101 En España, el gobierno anunció en febrero de 2012 la unificación de los organismos supervisores existentes en nuestro país en la Comisión Nacional de Mercado y Competencia.

102 Xifra (2004) define lobbying como «un proceso de comunicación persuasiva (el objetivo es influir y predisponer al receptor) que se concreta en la relación con los poderes públicos» (2004: 155). Ejercer esta actividad es «relacionarse y negociar con un público concreto de las organizaciones: el poder político, tanto el legislativo como el ejecutivo» (2004: 156), con el fin de «intervenir en el proceso de toma de decisiones públicas» (ibíd.).

103 Sin olvidar otros importantes centros de decisión, como la Unión Europea. Según Business Insider (Rossof, 2015) o The Wall Street Journal (Fairless, 2015), Microsoft y otras tecnológicas norteamericanas como Google invierten millones de dólares anualmente en actividades de lobby realizadas a través de diversos grupos de interés y dirigidas a los reguladores europeos, sobre temas como la protección de datos a patentes, acusaciones de posición dominante, etc.

104 En agosto de 2016, la Comisión Europea ordenó al Gobierno irlandés que recuperase hasta 13.000 millones de euros, más intereses, en impuestos no pagados por Apple entre 2003 y 2014 (Suanzes, 2016). La conclusión de la investigación indica que Apple recibió ayudas ilegales de Irlanda, lo que permitió a la firma pagar sustancialmente menos impuestos que otras empresas durante años. La EMN estadounidense pagó un tipo efectivo del Impuesto de Sociedades sobre sus beneficios del 1% en 2003, pero incluso del 0,005% en 2014 (ibíd.).
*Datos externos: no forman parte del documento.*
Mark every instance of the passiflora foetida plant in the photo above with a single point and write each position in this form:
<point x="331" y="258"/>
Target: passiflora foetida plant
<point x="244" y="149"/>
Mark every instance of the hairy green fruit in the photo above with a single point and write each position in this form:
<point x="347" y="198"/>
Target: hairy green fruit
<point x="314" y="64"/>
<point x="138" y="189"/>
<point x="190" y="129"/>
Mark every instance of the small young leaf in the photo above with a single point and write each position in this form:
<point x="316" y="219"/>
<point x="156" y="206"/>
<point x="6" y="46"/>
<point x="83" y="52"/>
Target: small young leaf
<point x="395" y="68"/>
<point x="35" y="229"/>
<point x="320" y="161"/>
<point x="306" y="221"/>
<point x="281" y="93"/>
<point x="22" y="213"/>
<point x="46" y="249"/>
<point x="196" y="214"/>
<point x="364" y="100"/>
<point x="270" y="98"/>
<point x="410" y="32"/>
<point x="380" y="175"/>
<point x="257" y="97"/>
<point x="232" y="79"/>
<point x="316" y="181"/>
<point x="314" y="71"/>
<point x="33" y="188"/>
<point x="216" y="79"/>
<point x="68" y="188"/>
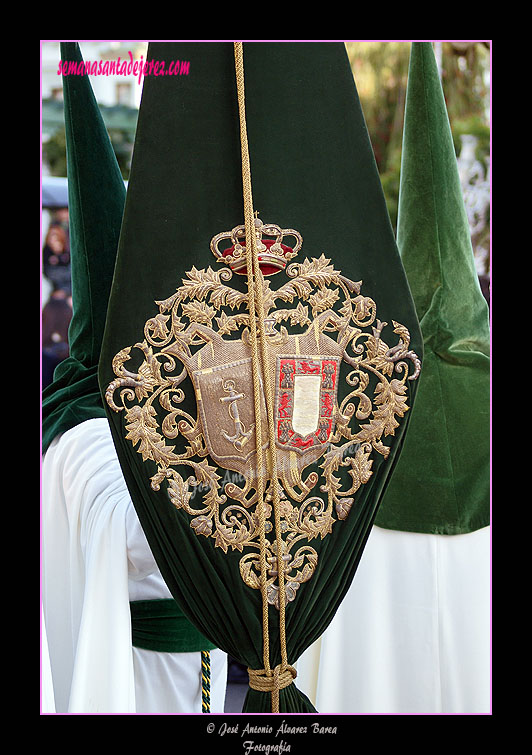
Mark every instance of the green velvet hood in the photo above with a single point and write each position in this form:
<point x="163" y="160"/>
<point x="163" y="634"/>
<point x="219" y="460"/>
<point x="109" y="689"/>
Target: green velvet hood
<point x="96" y="196"/>
<point x="342" y="334"/>
<point x="442" y="481"/>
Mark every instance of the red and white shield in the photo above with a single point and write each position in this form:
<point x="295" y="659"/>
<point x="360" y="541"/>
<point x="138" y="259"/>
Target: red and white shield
<point x="306" y="388"/>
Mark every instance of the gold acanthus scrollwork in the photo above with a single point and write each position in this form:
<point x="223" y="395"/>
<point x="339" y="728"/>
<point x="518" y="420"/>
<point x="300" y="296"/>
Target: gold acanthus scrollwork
<point x="188" y="330"/>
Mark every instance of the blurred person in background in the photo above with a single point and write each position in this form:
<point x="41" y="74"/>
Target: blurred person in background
<point x="56" y="316"/>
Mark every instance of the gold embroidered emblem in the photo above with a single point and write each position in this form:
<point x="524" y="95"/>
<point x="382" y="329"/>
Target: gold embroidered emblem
<point x="334" y="330"/>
105 Álvarez y De Montalvo (2014) aclaran que cuando un grupo utiliza su actividad para influir, presionando, en el poder político, se debe hablar de grupo de presión. En este sentido, sostienen que «un grupo de presión es un grupo de interés, pero no todo grupo de interés se transforma en grupo de presión» (2014: 362), algo que ocurrirá «cuando aquel entra en la esfera política» (ibíd.).

106 Para Mariz (2014), el lobby es «la defensa de los intereses privados ante los poderes públicos y la sociedad civil» (2014: 87).

107 AmCham EU: About us. http://www.amchameu.eu/about-us.

109 Office of the Clerk, US House of Representatives (2014): Lobbying Disclosure Act Guidance (página web revisada el 15 de diciembre de 2014). http://lobbyingdisclosure.house.gov/amended_lda_guide.html.

110 La XI Legislatura de España dio comienzo el 13 de enero de 2016, tras la celebración de elecciones generales y la constitución de las Cortes. Concluyó el 3 de mayo de 2016 ante la incapacidad de formar Gobierno.